Review of Capitalism: A Love Story, a film by Michael Moore

michael_moore_capitalism_a_love_storyWhat an opportunity! Cinemas full of people who want to see a film about Capitalism! Think of the possibilities: exposing imperialism – how a comparative handful live at the expense of the rest of the world; demonstrating that for two centuries capitalism has shown itself to be inherently crisis-ridden, and at the root of war and social misery; exposing its apologists and petit-bourgeois opponents.

Instead, we get an expose of capitalism’s ‘excesses’ while its essentials remain unquestioned. We have the greedy bankers and estate agents, the cruelty of ‘dead peasant’ insurance (company insurance against the death of its employees), poverty struck airline pilots, ‘excessive greed’ and so on. Of course, Moore gives examples of the misery created by capitalism – lousy wages, foreclosures, firings etc. – and we even get an all too brief glimpse of workers’ cooperatives. And, as always, Moore cannot resist engaging in stunts in front of his own camera, including a rather feeble attempt to stage a ‘citizen’s arrest’ of greedy bankers.

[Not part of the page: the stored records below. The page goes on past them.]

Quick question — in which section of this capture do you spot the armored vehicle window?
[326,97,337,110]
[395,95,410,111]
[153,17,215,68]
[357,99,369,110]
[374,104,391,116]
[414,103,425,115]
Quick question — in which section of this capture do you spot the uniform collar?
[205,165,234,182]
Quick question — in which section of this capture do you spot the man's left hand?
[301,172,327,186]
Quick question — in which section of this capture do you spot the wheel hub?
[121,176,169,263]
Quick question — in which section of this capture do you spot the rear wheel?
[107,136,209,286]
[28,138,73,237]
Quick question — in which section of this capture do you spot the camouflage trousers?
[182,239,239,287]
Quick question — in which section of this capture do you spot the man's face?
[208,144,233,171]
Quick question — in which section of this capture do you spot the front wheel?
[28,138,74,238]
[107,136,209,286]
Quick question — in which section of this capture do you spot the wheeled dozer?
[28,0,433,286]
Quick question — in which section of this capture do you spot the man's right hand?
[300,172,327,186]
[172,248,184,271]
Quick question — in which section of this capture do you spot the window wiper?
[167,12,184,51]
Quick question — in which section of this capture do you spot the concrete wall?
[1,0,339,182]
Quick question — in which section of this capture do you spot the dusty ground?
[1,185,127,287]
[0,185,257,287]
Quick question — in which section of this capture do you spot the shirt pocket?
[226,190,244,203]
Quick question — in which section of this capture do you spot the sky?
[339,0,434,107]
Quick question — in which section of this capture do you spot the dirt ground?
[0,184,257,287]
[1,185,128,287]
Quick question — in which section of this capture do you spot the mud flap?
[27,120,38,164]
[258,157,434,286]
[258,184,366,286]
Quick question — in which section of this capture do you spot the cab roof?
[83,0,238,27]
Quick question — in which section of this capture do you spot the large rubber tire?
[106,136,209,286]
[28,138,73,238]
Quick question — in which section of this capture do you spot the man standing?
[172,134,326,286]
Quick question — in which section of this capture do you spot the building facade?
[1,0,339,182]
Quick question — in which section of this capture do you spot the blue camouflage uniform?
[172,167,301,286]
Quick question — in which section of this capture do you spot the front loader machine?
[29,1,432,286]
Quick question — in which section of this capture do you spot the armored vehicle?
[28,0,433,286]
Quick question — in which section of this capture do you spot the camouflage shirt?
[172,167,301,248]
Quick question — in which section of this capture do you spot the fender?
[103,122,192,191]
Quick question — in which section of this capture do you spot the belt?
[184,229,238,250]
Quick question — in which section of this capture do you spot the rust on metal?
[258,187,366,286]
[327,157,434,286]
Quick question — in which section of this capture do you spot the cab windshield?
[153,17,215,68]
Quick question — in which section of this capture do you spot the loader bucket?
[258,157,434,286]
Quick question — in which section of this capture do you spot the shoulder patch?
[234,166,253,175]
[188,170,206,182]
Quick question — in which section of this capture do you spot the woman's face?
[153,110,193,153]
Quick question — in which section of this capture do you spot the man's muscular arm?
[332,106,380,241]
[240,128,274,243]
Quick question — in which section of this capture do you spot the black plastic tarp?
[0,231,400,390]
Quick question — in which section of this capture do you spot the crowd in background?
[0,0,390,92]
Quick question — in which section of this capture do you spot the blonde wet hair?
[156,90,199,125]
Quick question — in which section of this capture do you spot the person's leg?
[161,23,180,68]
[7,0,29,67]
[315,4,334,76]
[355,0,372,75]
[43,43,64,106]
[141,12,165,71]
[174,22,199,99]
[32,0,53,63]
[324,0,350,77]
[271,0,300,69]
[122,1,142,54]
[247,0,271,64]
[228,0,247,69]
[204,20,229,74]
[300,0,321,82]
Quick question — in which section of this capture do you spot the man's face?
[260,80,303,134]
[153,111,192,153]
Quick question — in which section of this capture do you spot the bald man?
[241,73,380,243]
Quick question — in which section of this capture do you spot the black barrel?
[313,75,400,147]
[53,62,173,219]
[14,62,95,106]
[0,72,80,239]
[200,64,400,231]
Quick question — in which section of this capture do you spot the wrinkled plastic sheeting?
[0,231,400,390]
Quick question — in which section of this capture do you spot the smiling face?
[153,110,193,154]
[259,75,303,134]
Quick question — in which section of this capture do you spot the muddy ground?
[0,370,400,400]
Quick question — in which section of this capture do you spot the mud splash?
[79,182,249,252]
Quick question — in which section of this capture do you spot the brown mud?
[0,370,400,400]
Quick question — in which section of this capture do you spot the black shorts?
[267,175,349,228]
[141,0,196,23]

But the big, nagging question is ‘Why?’ – why has US capitalism (other capitalisms scarcely get mentioned, and only to point to their supposed superiority) hit the rocks? And why now? The failings, it seems, are not those of capitalism but of human beings. Greed, manipulation, duplicity, lack of regulation – weaknesses of personality and oversight. If only people had more integrity, honesty, compassion and if only the government really represented us, then all, apparently would be well. But how come that these human and State failings have come to the fore at this time? This is never explained: it all seems like something that ‘just happens’. Aw shucks, folks, we made a boo-boo.

There is no real class politics in the film – there are the good ordinary people and the greedy ones. The fact that the crisis is going to intensify, its connection with imperialism, the idea of real class warfare, the need for revolution to survive the crisis – of this, not a whisper.

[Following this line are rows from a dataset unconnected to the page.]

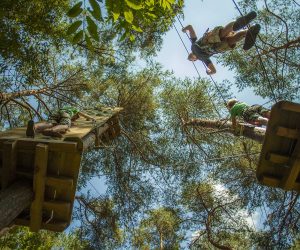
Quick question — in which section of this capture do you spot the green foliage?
[132,208,181,249]
[0,227,89,250]
[67,0,182,48]
[221,0,300,101]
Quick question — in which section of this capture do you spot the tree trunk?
[159,233,164,250]
[184,119,266,143]
[0,181,33,230]
[0,88,49,104]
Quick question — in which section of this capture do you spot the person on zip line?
[227,99,271,130]
[182,11,260,75]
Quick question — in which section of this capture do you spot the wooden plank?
[18,138,77,152]
[46,175,73,189]
[16,170,33,179]
[14,218,69,232]
[283,159,300,190]
[30,144,48,232]
[14,218,30,227]
[276,126,300,139]
[281,101,300,112]
[1,141,17,189]
[283,140,300,190]
[43,200,71,214]
[269,153,290,164]
[41,220,70,232]
[262,175,281,187]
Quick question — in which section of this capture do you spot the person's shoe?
[26,120,35,137]
[243,24,260,50]
[42,129,63,138]
[232,11,257,31]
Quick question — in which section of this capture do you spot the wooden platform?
[256,101,300,192]
[0,108,121,232]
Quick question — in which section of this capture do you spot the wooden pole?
[0,181,33,230]
[184,119,266,143]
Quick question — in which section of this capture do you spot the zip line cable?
[173,23,221,118]
[232,0,277,102]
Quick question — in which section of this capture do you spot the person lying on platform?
[182,11,260,75]
[26,107,95,138]
[227,99,271,129]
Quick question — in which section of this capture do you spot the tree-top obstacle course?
[256,101,300,192]
[0,108,122,232]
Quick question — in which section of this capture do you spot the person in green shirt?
[26,107,95,138]
[227,99,271,129]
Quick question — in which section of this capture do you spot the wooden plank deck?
[0,108,122,232]
[256,101,300,192]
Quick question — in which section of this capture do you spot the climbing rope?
[232,0,277,102]
[173,22,221,117]
[176,16,226,106]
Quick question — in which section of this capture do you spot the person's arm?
[231,116,236,131]
[182,24,197,39]
[77,111,95,121]
[206,63,217,75]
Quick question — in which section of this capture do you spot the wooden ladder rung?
[46,175,74,190]
[276,127,300,139]
[268,153,290,164]
[30,143,48,232]
[43,200,71,214]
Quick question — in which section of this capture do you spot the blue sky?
[77,0,266,235]
[156,0,266,104]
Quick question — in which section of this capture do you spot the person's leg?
[43,112,71,138]
[257,116,269,126]
[243,24,260,50]
[232,11,257,31]
[219,22,235,40]
[261,110,271,119]
[34,122,55,133]
[42,125,69,138]
[226,30,247,47]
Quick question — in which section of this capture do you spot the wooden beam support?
[280,102,300,113]
[268,153,290,165]
[46,175,74,190]
[1,141,17,189]
[276,126,300,139]
[262,175,281,187]
[0,181,33,230]
[30,143,48,232]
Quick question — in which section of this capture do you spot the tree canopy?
[0,0,300,249]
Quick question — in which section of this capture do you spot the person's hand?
[182,24,191,33]
[206,69,213,76]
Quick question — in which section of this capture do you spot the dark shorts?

Moore’s film is nostalgic for a golden age of capitalism, when wages were high, employment was full, America prosperous without any competitors, capitalism was well-regulated and FDR was President. If only, Moore seems to be saying, we could return to those idyllic years, none of this would happen. There is no hint that socialism is the only solution. At the end of the day, the film is a plaintive wail from the old labour aristocracy in the traditional unions – the traditional oh-so constipated so-called labour movement, whose only movement seems to be backwards.

Instead of criticism, we get complaint; instead of explanation, we get exposures of excess; instead of education, we get befuddlement; instead of Capitalism, we get … New Improved Capitalism; instead of socialism, we are offered stale nostalgia.

In his notes for his planned film of Marx’s Capital, the great Soviet film director, Sergei Eisenstein wrote:

Capital will be dedicated – officially – to the Second International! They’re sure to be “overjoyed”! For it is hard to conceive of any more devastating attack against social democracy in all its aspects than Capital.’

Eisenstein saw his putative film as an attack on the politics of opportunism, reformism and class collaboration – a revolutionary film. By contrast, Moore’s offering displays ‘the strength and the weakness of that kind of criticism which knows how to judge and condemn the present, but not how to comprehend it.’(Marx, Capital) A seriously missed opportunity.